Он объясняет, каких он коров из Англии выпишет: костей у них совсем нет, а все одно мясо да молоко, все молоко, все молоко!

Он объясняет, наконец, что выстроит новую колокольню, такую колокольню: один этаж каменный, другой деревянный, потом опять каменный и опять деревянный.

— Жертва богу угодная! — замечает батюшка, — жертва, сударь, все равно что кадило благовонное!

— А ты думал как?

— Впрочем, колокольня у нас еще постоит… вот насчет трапезы, Кондратий Трифоныч!

— Уж ты молчи! я все сделаю! и колокольню сломаю! и трапезу сломаю! я все сломаю! — объясняет Кондратий Трифоныч.

И, разговаривая таким манером, выпивает рюмку за рюмкой, рюмку за рюмкой!

Батюшка, в свою очередь, выпивает; и вследствие этого беспрестанно поправляет пальцами глаза, как будто хочет их разодрать, чтоб лучше видеть.
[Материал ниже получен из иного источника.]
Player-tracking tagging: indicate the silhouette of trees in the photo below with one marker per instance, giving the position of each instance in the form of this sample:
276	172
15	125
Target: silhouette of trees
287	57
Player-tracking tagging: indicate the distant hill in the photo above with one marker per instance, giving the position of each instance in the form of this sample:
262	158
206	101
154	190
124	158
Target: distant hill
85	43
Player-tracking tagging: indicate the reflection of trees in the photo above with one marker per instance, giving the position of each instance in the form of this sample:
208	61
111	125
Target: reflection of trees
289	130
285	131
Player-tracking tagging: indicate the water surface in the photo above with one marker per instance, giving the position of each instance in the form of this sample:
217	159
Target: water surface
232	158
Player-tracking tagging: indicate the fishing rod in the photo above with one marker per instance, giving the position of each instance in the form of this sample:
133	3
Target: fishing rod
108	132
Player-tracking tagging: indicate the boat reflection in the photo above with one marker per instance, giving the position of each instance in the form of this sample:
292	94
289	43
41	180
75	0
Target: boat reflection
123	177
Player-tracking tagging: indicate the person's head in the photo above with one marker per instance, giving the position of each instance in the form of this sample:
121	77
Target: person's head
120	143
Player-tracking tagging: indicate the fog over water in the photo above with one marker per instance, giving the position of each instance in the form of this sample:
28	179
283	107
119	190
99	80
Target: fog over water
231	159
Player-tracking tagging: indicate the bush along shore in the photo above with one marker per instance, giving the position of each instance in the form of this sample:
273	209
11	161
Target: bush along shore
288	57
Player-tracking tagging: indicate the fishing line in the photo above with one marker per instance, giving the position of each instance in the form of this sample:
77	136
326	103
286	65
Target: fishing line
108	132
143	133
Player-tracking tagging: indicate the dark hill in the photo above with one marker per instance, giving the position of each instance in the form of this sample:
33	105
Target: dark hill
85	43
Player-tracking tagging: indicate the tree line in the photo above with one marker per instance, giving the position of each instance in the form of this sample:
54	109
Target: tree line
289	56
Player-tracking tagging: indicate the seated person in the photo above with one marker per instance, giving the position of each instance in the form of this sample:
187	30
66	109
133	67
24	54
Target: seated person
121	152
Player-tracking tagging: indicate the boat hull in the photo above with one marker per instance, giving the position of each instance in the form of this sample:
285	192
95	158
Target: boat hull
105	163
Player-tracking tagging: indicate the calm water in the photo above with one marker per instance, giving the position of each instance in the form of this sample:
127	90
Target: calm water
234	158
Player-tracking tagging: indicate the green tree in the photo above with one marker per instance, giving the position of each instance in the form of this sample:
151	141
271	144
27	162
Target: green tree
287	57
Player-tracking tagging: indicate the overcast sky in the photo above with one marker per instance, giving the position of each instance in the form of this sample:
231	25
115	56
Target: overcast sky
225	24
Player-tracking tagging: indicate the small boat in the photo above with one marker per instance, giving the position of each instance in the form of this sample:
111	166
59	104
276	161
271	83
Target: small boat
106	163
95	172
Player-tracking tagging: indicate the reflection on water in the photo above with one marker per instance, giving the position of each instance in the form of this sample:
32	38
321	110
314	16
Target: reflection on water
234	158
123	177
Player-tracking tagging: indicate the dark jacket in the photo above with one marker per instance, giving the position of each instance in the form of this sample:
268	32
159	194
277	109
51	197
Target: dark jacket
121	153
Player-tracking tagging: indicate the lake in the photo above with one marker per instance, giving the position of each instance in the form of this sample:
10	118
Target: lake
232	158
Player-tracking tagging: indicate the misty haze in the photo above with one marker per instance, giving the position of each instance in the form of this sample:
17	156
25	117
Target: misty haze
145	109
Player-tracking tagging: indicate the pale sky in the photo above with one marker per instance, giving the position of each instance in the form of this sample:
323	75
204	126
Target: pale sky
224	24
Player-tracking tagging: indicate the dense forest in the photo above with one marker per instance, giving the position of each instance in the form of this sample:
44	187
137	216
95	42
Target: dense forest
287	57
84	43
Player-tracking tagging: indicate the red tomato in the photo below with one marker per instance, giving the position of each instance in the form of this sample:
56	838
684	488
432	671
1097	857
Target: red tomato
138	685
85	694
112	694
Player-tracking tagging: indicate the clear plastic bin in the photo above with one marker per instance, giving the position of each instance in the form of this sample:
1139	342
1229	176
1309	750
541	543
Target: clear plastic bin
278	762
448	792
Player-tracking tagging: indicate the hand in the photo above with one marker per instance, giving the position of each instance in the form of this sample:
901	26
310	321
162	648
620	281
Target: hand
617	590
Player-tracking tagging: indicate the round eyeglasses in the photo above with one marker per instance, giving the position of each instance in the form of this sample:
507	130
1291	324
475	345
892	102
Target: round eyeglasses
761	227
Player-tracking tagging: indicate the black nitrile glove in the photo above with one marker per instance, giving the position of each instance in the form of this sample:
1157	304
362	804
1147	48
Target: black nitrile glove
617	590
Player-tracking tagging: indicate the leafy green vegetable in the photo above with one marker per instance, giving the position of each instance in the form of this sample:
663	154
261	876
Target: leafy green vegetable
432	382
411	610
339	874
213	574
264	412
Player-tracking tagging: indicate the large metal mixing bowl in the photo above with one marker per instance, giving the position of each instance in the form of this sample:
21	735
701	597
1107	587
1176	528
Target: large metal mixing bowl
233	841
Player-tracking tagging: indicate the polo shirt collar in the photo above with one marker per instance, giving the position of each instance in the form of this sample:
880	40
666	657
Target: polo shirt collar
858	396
В то же время он радуется, что в одно утро приобрел столько разнообразных сведений.

— Это вы благополезное дело затеяли, Кондратий Трифоныч! — говорит он.

— Тьфу ты!

Наконец, изолгавшись вконец и, вероятно, найдя, что машины все до одной изобретены, коровы все выписаны, Кондратий Трифоныч впадает в истощение. Часы бьют два.

— Обедать! — кричит Кондратий Трифоныч, — ты со мной, что ли, отче?

— Уж очень занятно вы рассказываете, Кондратий Трифоныч! послушал бы и еще-с.

— Ну, а коли послушал бы, так оставайся!

Подают обедать; но гений хозяйственной распорядительности уже отлетел от Кондратья Трифоныча. Он не то чтоб спит, но слегка совеет и только изредка подмигивает батюшке на Ваньку (дескать, посмотри, как сует!), который, в свою очередь, не стесняясь присутствием этого последнего, показывает барину сзади язык. Таким образом, антагонизм, о котором так много говорит Кондратий Трифоныч, представляется батюшке в лицах на самом действии.